The treatment algorithm for IEF should include prompt diagnosis, patient resuscitation, and definitive surgical management. However, an open surgical repair in the acute setting is associated with significant morbidity and mortality. In a study of AEFs conducted by Kakkos et al., a perioperative morbidity of 77% and an in-hospital mortality rate of 35% after open repair have been reported (Kakkos et al., 2011). Thus, endovascular treatment with placement of a covered stent has been preferably employed as a bridge to open surgery under a more controlled, healthier, and elective circumstances. In a study of AEFs, a perioperative morbidity of 25% and no in-hospital deaths were observed in patients who underwent endovascular treatment (Kakkos et al., 2011). In the present case, an IEF was successfully controlled with endovascular stent grafting. As the secondary surgery aimed at resecting the involved bowel segments en bloc with the iliac covered stent had been abandoned, the endovascular treatment resulted in the definitive management for IEF in this case. Fortunately, her postoperative course was uneventful without causing covered stent infection.

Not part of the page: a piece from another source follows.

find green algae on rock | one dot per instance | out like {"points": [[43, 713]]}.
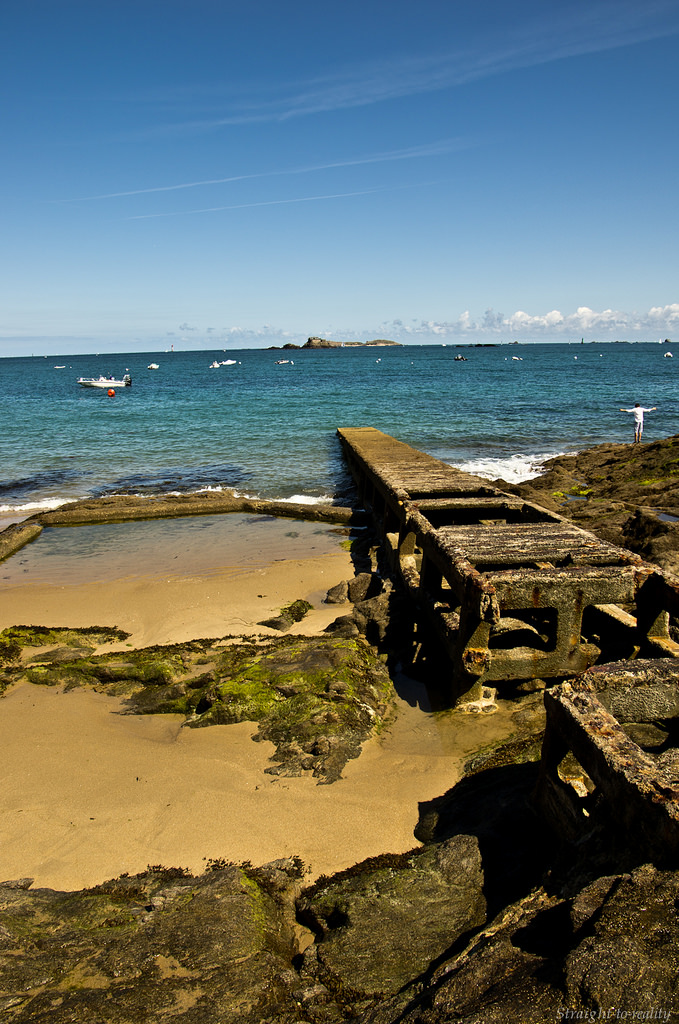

Based on the result from a randomized controlled study conducted in the United States (GOG240), bevacizumab in combination with platinum-based chemotherapy has now become one of standard regimens for recurrent cervical cancer (Tewari et al., 2014). We believe that the present case will help physicians and cervical cancer patients to understand the risk of life-threatening fistula formation during bevacizumab-containing chemotherapy.

Conclusion

IEF is an extremely rare condition. Early diagnosis and urgent treatment are required because it causes catastrophic hemorrhage. When a recurrent cervical cancer patient presents with sudden onset hematochezia after pelvic lymphadenectomy, radiotherapy, or bevacizumab treatment, IEF should be a part of the differential diagnoses.

Consent

Written consent was obtained from the patient herself.

Funding

No funding or grant support.

Author Contribution section

Seiji Mabuchi made contributions to conceptualization, supervision and drafting the manuscript. Fuminori Kitada and Yuri Matsumoto made contributions to supervision, patient care, and reviewing the report. Masahiko Umemoto, Risa Atsumi, Ayako Miyazaki, Ayako Watnabe and Ryoko Okura made contributions to patient care. Kosuke Sakurai made contributions to interpretation of CT images, Takashi Shibuya made contributions to endovascular treatment of the patient. Yuki Karasawa made contributions to data collection, patient care, and drafting the report.

All authors read and approved the final manuscript.

Declaration of Competing Interest

The authors declare that they have no known competing financial interests or personal relationships that could have appeared to influence the work reported in this paper.